You’re absolutely right. We would prefer to be able to configure a pipeline to consume directly into blob storage. I guess it’s not possible at the moment, but perhaps you can disclose if this is something that’s been talked about already?

So the use case is that we’re providing web analytics to our customers. We therefore need to have a continuous stream of data being inserted, this is done using regular insert statements. If a customer change their ingestion configuration, then we wish to reprocess all their historical data. The customer data is then mutated outside of SingleStore in accordance with the ingestion configuration and then we use pipelines to insert it into our cluster. Once the new version of the data is ingested, we remove the old version of the data.

I don’t have those exact numbers available, sorry. We would essentially just want to evict everything and then have the cluster behave as if all the data was already in the blob store i.e. fetch when needed. We do not need the “prewarming” of the pipelined ingested data.

@ahkjeldsen okay, I understand. I made an internal feature request for this. We will consider it for the future. You’re the first to ask for this.

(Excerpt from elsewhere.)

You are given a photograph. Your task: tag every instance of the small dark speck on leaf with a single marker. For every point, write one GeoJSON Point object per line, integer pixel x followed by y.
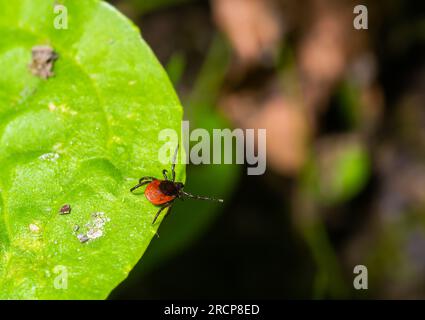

It would help if you can explain the performance issue you are having in more detail. It sounds like you think that the pipeline ingest (new blobs) are flushing your cache and causing poor hit rate for other data. Do you have any more details to verify this?

Thanks for making the internal feature request @hanson :smile:

You are right, that is my assumption. My assumption is however based on discussions with some of your colleagues during our onboarding process and later some debugging sessions where we looked at this issue as well. It was during these meetings we got introduced to how the “Unlimited Storage” works. At that time, our cluster was configured to be able to use 75% of the disk as local cache. We were told that the decrease in performance was due to the fact that many blobs needed to be pushed to S3 and we also needed to fetch a lot of blobs. Therefore we were getting longer query times due to the network IO and also sometimes because S3 were telling the cluster to slow down. Your colleagues suggested changing a configuration, such that we could use 85% of the local disk. That change had an immediate effect.

We were still seeing issues if we tried to ingest multiple customers full historical data at the same time, therefore we made a change in our application such that only one pipeline could run at a time. This kept us “above water” for a long time, but it has a negative impact for our customers as they sometimes need to wait days before their changed ingest configuration is applied. We sometimes allow two pipelines running at the same time, but often see a negative impact on our cluster soon after.

In cases were our continuous ingest of data can’t keep up, then we’ve found that making sure no pipelines are running, will make the continuous ingest catch up within a short period of time. We’ve tried to test if it’s just a coincidence by letting the pipelines keep running, but in those cases we just kept falling longer and longer behind in our continuous ingest process.

We’re also noticing that when running a lot of these full historical ingests, then the automated daily backup process is often taking more than 8 hours. During these 8 hours we’re also seeing a significant decrease in performance. We’ve had to contact your colleagues in Support requesting them to stop the backup as it made it near impossible to serve our customers in a timely manner. So I’m also assuming, that having pipelines ingest directly to the “Unlimited Storage”, would make the daily backup not consider these blobs as they would already have been pushed to S3. This is pure guesswork and not confirmed by anyone :sweat_smile:

@ahkjeldsen Thanks for these details. This will help us with the context when we plan bottomless performance improvements. We’re working on several things to make it better, including in the near term GP3 on AWS, and optimizations to improve I/O concurrency. This is an ongoing area of investment for us.

We also now give you the ability on our Helios cloud service to have 2x or 4x cache at an additional charge, that is less than doubling or quadrupling the size of your workspace. That can let you get your working set into local cache, which is recommended.

What cloud are you running on?

@hanson we’re not on Helios unfortunately. We’re not even in Workspaces, so it’s probably the “old old” cloud we’re on. I’ll forward the suggestion about doubling the cache size when/if we get onto Helios.

Got it. Some of the improvements we’re planning to the engine will help you if you are using bottomless, self-hosted. The Helios 2x/4x storage won’t help but you could provision cloud servers with bigger local disks to limit cache misses, of course.